Geschichte und Verbrechen der Division

Die 4. SS Waffen-Grenadier-Division "Galizien" (galizische SS-Division Nr. 1) wurde in der ersten Jahreshälfte 1944 vornehmlich aus ukrainischen Freiwilligen aus der Region Lwiw/Lemberg und aus sogenannten Volksdeutschen aufgestellt. Die Mannschaften wurden vorwiegend durch den Melnyk-Flügel der Organisation Ukrainischer Nationalisten OUN rekrutiert. Auch wenn immer wieder das Gegenteil behauptet wird, so muss als erwiesen gelten, dass sich Angehörige der Division bei verschiedenen Gelegenheiten an Kriegsverbrechen beteiligten, wie zum Beispiel an den Massakern von Pidkamin, Huta-Pieniacka und Palikrowy, bei denen insgesamt 1'500 Menschen, mehrheitlich Polen, getötet wurden (2).
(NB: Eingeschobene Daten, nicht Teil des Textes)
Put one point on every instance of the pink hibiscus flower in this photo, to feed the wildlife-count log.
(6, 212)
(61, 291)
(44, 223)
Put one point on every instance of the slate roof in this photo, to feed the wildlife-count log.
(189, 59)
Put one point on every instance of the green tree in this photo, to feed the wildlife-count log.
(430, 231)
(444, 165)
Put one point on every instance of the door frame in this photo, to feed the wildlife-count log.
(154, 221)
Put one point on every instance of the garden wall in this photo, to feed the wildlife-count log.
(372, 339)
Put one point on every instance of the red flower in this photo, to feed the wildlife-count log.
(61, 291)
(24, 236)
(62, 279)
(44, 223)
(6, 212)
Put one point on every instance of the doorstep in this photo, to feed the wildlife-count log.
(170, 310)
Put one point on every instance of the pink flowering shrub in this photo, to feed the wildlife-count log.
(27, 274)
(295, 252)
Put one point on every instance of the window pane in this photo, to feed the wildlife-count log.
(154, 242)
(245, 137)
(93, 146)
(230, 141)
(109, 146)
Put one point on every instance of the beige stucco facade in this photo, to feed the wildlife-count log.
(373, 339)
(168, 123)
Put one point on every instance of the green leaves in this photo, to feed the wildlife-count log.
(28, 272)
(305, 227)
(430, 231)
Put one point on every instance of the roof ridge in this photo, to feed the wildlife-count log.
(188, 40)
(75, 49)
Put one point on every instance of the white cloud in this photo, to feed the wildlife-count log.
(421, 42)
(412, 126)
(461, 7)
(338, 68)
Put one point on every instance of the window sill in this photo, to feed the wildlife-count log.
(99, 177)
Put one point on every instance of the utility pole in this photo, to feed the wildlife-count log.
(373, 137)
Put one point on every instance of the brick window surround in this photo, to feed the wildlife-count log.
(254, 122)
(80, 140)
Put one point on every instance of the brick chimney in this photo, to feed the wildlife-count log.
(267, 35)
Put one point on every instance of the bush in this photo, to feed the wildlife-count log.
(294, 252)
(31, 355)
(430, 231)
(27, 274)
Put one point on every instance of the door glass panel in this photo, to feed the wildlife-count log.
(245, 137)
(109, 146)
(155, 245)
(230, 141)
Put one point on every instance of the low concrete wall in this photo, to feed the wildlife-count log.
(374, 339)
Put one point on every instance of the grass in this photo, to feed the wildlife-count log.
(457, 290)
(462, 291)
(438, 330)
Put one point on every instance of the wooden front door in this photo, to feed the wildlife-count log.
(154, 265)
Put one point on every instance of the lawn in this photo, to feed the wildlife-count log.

Ende Juli 1944 wurde die Division in der Kesselschlacht von Brody 80 km nordöstlich von Lwiw von der Roten Armee weitgehend vernichtet, ein Teil konnte aus dem Kessel entkommen, ein anderer schloss sich den ukrainischen Partisanen an (3). Unverzagt wurde die Division danach in Deutschland neu aufgestellt und als Besatzungstruppe in die Slowakei verlegt, wo sie sich erneut an Kriegsverbrechen beteiligte (4). Im April 1945 wurde die Division, nun umbenannt in 1. Division der Ukrainischen National-Armee, in die Steiermark verlegt, wo sie gegen die Rote Armee kämpfte und sich an Massakern an Juden und Roma beteiligte (5). Dass es hier nicht mehr um die Verteidigung der Ukraine ging, liegt auf der Hand, denn diese hatte die Rote Armee schon ein Jahr zuvor zurückerobert. Am 8. Mai 1945 ergab sich die Division bei Tamsweg und Judenburg in Österreich britischen Truppen (6). Da die meisten Soldaten aus Galizien stammten, galten sie nach britischer Rechtsauffassung als polnische Staatsbürger und wurden nicht an die Sowjetunion ausgeliefert, sondern in Rimini interniert. Viele wanderten nach ihrer Entlassung nach Kanada, in die USA und nach Australien aus (7). Gerade in Kanada geniessen sie bis heute Anerkennung und Protektion (8).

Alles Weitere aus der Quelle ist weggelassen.